Let me start by repeating yet again-I'm SUPER DUPER glad I've been able to be home with my kids. I didn't want someone else being the person that they spend the majority of their days with, I didn't want someone else's morals, values, discipline or guidance to be the background of their formative years. I wanted to be there for my kids for every tear, every laugh, every teachable moment. I have an almost 13 year old, so trust me when I say, I KNOW how quickly that time speeds by and you really can't get those moments back. I'm grateful to have a pre-teen that still likes to be tucked in and who tells me daily she loves me. (She's SO going to kill me for outing this!)

I'll also immediately put the disclaimer here that I'm not judging Moms that chose to go outside the home to work. I'm not about that. Every parenting decision we make from birth plan to feeding to education to TV viewing is personal choice for each of our unique situations and what feels right to each of us individually. Besides, we all beat ourselves up enough to not need any help from others in that department.

My quandary of late is that often being home is not the most appreciated job in the world. I don't get bonuses or trips or performance evaluations that say what an awesome contributing member I am of the team. Most days, I feel like it's just assumed that the house will be tidy, the laundry done and put away, and a hot, balanced meal on the table nightly. Yes, I CHOSE to be home. I get that.
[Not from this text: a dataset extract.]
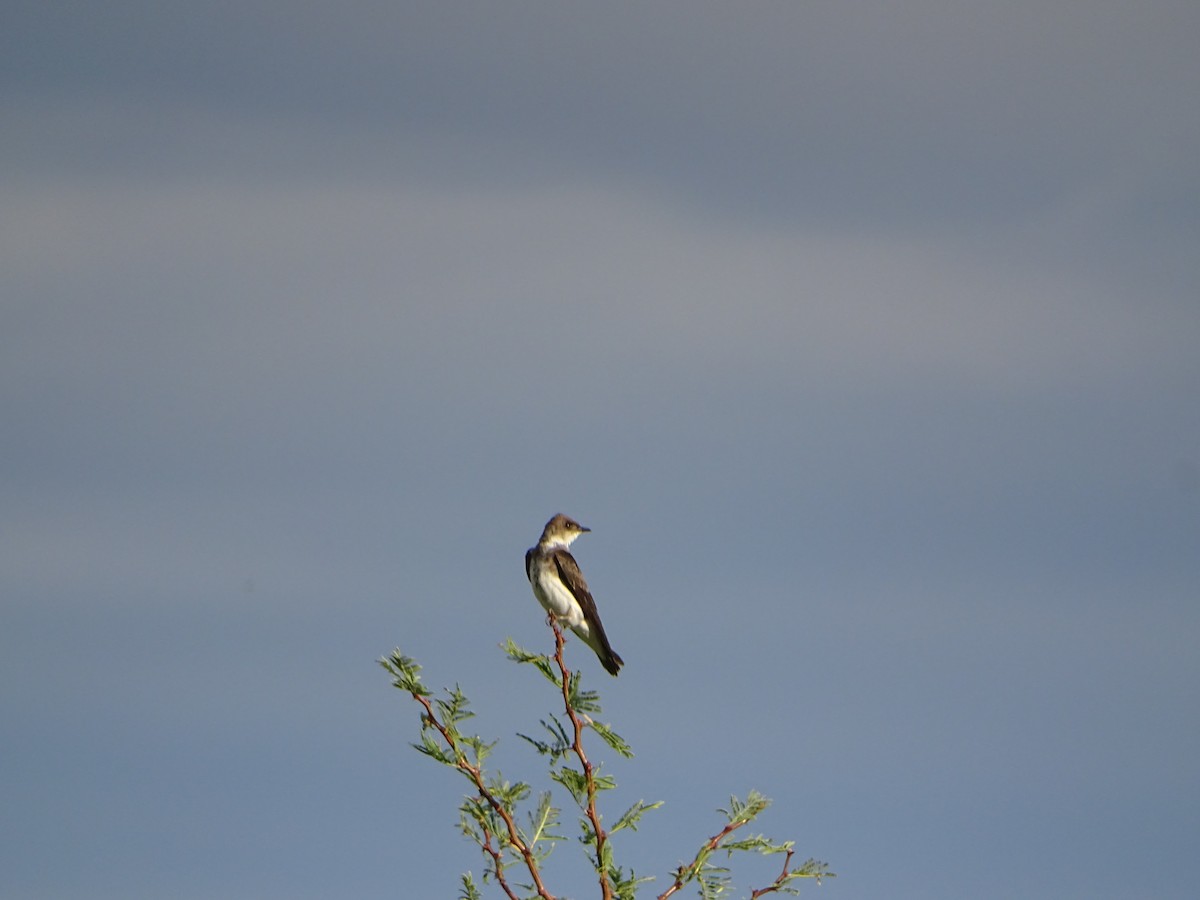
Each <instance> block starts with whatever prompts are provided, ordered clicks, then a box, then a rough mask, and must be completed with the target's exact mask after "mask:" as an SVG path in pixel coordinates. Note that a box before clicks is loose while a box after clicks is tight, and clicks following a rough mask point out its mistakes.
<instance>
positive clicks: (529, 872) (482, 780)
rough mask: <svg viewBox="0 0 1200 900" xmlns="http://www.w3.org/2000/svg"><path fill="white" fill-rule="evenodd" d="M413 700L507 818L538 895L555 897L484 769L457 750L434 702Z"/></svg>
mask: <svg viewBox="0 0 1200 900" xmlns="http://www.w3.org/2000/svg"><path fill="white" fill-rule="evenodd" d="M413 700H415V701H416V702H418V703H420V704H421V706H422V707H425V720H426V721H428V722H430V724H431V725H432V726H433V727H434V728H437V730H438V733H440V734H442V739H443V740H445V742H446V746H449V748H450V749H451V750H452V751H454V755H455V767H457V768H458V770H460V772H464V773H467V774H468V775H469V776H470V780H472V781H474V782H475V787H476V788H478V790H479V796H480V797H482V798H484V799H485V800H486V802H487V805H488V806H491V808H492V809H493V810H494V811H496V815H498V816H499V817H500V818H502V820H503V821H504V827H505V829H506V830H508V833H509V835H508V842H509V844H510V845H511V846H512V847H516V850H517V852H518V853H521V858H522V859H523V860H524V864H526V869H528V870H529V876H530V877H532V878H533V884H534V888H535V889H536V890H538V896H540V898H541V899H542V900H554V895H553V894H551V893H550V892H548V890H546V886H545V884H542V883H541V872H540V871H539V870H538V860H536V859H535V858H534V856H533V850H530V848H529V846H528V845H527V844H526V842H524V841H523V840H522V839H521V833H520V832H518V830H517V823H516V822H514V821H512V816H511V814H510V812H509V811H508V810H506V809H505V808H504V805H503V804H502V803H500V802H499V800H498V799H496V796H494V794H493V793H492V792H491V791H490V790H487V785H486V784H485V781H484V773H482V770H481V769H480V768H479V767H478V766H472V764H470V763H469V762H467V756H466V754H463V752H462V751H461V750H460V749H458V743H457V742H456V740H455V739H454V734H451V733H450V731H449V728H446V727H445V726H444V725H443V724H442V722H439V721H438V718H437V715H434V713H433V704H432V703H430V701H428V700H427V698H426V697H424V696H421V695H420V694H413Z"/></svg>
My friends and I were talking about not being the breadwinner and how sometimes that feels like you get an allowance, or how sometimes the jokes of not contributing financially sting. In my case, it's REALLY annoying because I've worked FROM home for the last 12 years, except for a year (or less!) after we've moved each time, to help us settle. Now, no, I've never had a pension plan or made big bucks to support us all, but I've contributed. However, when I look at my double income family friends, I do feel guilty or like I've somehow stunted my family's future.

If I had worked outside the home, making a bigger salary, we would have had more of a cushion. We would  have put more away for retirement, for our kids' educations, for a rainy day. Many friends are more secure financially because both partners have been working for many years and they've had more to put away.

So-what am I to do?

I can't go back in time, nor would I change the decision I made. My girls are truly amazing, and I've been allowed to be there for every single moment of it. I don't regret one blissful second of being home with them.

Do I try to find full-time employment now? I DO still have 25 years of working time to rack up some dough. When I consider this option, I STILL feel like it's not time. I don't like the idea of my kids being in someone else's care all summer, and they aren't at ages I'd like them home alone all day every day. My salary would also likely all go to just paying daycare fees! It's crazy expensive!

My plan has always been to do daycare supply teaching. I can work as much as I'm asked to, but pick and choose my days. That's where I'm at right now. Come September, hopefully I'll be putting my name on some supply lists and doing what I can to make myself feel like I'm making more of a contribution financially.

Then I can feel guilty about THAT and about the house not being up to standard or the dinners being sub-par and.....

Does it ever end?? Is there any parent out there who doesn't constantly feel like nothing is ever enough?